Figure 4. CD36 expression is necessary and sufficient to modulate adipocyte differentiation and matrix accumulation in vitro

(A&B: left panels) Representative bright field images (10×) of shLuc, shCD36, vector or CD36 OE cells, under proliferative (ctl) or adipocyte differentiation (+PJ2) conditions for 7 days and assessed for adipocyte formation by Oil Red O staining. (A&B: right panels) Average and SEM of Oil Red O staining per cell. (C) Representative fluorescent images (10×) of shLuc, shCD36, vector and CD36 OE cells grown for 5 days and assessed for accumulation of matrix proteins COL1A1, FN1 and OPN. (D) Average and SEM of staining per cell expressed as signal ×10⁴.

Figure 5. Cd36 knockout mice phenocopy human high MD and desmoplastic tissues

Representative bright field images (10×) of #4 mammary gland paraffin sections from either WT (n=7) or CD36 KO (n=5) mice stained with Masson’s Trichrome (A), or for COL1A1 (D, left panel) and FN1 (E, left panel). Average and SEM of fat cell area (B), or percent area of either matrix staining (C), COL1A1 staining (D, right panel) or FN1 staining (E, right panel).

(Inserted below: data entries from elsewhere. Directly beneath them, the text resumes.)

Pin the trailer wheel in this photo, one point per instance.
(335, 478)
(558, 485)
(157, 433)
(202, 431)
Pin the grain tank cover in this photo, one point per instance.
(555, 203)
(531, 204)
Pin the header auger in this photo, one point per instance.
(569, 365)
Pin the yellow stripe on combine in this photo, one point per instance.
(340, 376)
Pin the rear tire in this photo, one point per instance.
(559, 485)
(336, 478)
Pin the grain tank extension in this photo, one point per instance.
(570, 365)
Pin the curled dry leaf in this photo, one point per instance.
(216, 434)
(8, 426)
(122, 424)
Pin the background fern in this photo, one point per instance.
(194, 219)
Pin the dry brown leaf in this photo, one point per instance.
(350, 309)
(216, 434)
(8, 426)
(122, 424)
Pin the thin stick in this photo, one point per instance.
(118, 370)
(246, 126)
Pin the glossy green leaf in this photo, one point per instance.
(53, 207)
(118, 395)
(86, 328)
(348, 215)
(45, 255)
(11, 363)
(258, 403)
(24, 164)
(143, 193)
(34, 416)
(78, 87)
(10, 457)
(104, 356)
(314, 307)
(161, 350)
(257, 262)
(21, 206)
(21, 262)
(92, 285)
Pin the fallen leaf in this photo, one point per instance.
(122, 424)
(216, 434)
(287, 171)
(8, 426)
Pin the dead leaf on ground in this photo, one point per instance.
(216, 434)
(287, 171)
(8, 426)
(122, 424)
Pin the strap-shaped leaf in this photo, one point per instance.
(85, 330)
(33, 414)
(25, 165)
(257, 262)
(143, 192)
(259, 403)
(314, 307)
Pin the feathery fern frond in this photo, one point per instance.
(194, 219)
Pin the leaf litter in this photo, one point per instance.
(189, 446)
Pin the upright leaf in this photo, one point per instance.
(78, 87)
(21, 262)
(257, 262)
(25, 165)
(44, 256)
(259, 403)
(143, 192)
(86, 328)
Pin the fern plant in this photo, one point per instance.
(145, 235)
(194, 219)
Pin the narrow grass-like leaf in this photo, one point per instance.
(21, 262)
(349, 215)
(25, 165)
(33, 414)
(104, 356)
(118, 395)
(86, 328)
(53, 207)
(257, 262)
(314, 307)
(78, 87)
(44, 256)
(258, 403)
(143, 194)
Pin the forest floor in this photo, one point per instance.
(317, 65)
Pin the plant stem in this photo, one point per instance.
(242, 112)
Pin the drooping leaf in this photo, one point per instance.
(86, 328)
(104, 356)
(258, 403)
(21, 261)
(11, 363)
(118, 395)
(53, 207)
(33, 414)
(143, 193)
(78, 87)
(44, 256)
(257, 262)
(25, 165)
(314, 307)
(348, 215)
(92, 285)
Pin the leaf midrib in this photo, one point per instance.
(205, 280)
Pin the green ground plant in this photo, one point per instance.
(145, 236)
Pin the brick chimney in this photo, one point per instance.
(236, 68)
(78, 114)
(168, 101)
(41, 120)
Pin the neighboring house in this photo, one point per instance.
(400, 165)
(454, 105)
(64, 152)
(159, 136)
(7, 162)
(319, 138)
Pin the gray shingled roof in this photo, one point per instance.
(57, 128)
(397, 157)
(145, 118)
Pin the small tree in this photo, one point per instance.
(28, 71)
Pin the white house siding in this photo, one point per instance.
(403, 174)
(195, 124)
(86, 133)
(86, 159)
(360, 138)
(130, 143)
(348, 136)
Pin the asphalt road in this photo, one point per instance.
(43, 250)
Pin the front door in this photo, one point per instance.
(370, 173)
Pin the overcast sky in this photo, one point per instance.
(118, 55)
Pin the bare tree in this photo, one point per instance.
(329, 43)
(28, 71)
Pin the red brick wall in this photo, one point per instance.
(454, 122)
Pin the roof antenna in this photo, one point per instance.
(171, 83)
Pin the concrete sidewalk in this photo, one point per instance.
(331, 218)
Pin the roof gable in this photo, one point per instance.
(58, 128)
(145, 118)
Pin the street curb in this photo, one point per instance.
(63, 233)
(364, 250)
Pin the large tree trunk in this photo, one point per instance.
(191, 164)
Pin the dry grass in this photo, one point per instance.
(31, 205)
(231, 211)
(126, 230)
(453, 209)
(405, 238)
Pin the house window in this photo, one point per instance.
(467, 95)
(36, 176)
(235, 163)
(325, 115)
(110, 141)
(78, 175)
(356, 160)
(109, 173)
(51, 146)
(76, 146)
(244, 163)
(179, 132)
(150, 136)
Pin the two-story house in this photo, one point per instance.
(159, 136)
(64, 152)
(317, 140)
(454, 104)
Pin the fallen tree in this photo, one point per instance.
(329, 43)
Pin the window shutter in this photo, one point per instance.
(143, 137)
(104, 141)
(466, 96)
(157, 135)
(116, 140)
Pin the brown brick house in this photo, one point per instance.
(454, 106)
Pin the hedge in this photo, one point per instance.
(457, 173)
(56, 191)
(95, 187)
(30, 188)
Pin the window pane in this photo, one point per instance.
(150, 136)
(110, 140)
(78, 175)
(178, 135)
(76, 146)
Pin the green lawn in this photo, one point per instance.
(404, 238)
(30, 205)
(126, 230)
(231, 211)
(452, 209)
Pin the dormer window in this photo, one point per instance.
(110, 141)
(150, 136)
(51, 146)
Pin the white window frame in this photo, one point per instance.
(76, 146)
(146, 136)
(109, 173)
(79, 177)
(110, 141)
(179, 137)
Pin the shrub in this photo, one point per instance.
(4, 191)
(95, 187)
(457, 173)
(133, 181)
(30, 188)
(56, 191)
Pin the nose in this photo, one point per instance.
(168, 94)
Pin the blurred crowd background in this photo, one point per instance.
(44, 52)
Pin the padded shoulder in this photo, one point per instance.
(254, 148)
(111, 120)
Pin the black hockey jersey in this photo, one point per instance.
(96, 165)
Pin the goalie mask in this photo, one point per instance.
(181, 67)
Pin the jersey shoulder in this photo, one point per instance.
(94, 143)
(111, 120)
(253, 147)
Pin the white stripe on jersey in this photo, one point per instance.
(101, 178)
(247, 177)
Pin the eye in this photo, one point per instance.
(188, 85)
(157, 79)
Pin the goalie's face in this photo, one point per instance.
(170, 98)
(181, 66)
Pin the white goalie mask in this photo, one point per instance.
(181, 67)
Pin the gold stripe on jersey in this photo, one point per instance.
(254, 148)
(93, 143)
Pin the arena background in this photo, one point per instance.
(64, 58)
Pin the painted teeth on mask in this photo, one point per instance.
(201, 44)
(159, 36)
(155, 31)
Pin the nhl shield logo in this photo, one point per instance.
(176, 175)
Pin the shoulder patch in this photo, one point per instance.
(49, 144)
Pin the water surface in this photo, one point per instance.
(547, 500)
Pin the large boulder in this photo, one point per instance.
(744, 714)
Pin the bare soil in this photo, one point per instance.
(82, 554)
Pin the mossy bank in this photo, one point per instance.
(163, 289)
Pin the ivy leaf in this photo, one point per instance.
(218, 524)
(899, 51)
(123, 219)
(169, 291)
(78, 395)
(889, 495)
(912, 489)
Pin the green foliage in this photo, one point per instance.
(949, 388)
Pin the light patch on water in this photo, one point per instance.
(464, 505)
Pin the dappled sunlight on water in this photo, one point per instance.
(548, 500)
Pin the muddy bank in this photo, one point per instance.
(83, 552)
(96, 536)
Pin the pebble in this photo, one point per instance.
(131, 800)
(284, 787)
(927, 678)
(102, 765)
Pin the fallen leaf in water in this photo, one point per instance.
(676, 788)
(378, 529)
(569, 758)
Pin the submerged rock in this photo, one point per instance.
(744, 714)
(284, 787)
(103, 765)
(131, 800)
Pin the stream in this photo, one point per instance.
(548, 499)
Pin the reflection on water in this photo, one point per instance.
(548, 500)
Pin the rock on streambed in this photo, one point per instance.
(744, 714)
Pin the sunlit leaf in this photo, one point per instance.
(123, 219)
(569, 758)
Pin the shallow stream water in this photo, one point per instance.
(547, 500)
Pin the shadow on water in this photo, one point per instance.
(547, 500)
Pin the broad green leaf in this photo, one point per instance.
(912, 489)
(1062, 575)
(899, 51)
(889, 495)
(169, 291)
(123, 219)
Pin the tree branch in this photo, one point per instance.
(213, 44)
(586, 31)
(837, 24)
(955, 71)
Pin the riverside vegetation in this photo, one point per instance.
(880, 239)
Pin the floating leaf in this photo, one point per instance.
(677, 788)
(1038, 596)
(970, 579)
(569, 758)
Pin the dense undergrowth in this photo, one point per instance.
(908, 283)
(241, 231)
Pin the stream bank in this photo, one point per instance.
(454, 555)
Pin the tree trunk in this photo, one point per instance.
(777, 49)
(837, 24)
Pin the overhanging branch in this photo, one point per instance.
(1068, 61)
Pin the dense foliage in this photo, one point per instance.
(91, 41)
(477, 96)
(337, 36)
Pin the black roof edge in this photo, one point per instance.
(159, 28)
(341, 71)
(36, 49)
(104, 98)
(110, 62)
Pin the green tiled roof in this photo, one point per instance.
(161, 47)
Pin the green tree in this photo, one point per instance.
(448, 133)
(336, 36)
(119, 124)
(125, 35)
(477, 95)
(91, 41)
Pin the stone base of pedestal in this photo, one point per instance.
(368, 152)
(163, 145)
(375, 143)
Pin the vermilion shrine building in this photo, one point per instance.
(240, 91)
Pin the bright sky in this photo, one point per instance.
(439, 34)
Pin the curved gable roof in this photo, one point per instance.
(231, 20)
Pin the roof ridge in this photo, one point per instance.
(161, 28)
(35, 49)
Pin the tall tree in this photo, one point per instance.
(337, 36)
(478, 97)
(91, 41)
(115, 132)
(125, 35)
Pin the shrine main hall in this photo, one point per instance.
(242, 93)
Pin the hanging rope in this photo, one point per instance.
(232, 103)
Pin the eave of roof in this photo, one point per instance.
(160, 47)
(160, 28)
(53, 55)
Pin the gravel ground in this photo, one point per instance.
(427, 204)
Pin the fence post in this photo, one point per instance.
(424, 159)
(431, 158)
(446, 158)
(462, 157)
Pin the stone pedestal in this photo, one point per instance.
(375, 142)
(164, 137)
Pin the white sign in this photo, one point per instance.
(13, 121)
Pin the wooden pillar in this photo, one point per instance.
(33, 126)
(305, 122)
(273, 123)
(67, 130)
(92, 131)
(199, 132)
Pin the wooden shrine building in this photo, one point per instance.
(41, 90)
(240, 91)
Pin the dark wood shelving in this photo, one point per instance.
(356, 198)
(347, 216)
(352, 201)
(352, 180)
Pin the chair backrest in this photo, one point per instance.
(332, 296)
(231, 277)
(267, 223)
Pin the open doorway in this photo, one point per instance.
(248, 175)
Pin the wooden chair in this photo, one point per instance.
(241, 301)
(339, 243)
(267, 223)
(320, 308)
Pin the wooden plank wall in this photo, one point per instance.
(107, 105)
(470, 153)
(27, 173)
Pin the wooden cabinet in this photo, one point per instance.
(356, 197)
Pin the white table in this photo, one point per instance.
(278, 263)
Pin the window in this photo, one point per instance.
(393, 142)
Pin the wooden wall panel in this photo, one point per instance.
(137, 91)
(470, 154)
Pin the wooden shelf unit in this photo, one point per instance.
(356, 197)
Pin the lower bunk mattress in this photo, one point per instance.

Figure 6. CD36 expression is coordinately regulated in multiple cellular compartments

(A) Left panels: representative bright field images (20×) of paraffin sections from 13 LD and 14 HD tissues stained for CD36. Right panel: average and SEM of CD36 signal per cell. (B) Representative bright field images (5×) of paraffin sections with tumor (CA) and normal adjacent (NA) tissue from 8 ER+ tumors, 6 HER2+ tumors and 6 triple negative (TN) tumors stained for CD36. (C) Average and SEM of CD36 signal per cell for each tumor subtype. (D) Left panels: representative bright field images (20×) of paraffin sections from 21 LD and 14 HD ER+ IDC patients stained for CD36. Right panel: average and SEM of CD36 signal per cell.

Figure 7. CD36 expression in tissue adjacent and distal to the tumor

(A–C) Left panels: representative bright field images (20×) of paraffin sections with tumor (CA) and normal adjacent (NA) tissue or with normal distal (ND) tissue from 3 mastectomies stained for CD36. Right panels: average and SEM of CD36 signal per cell.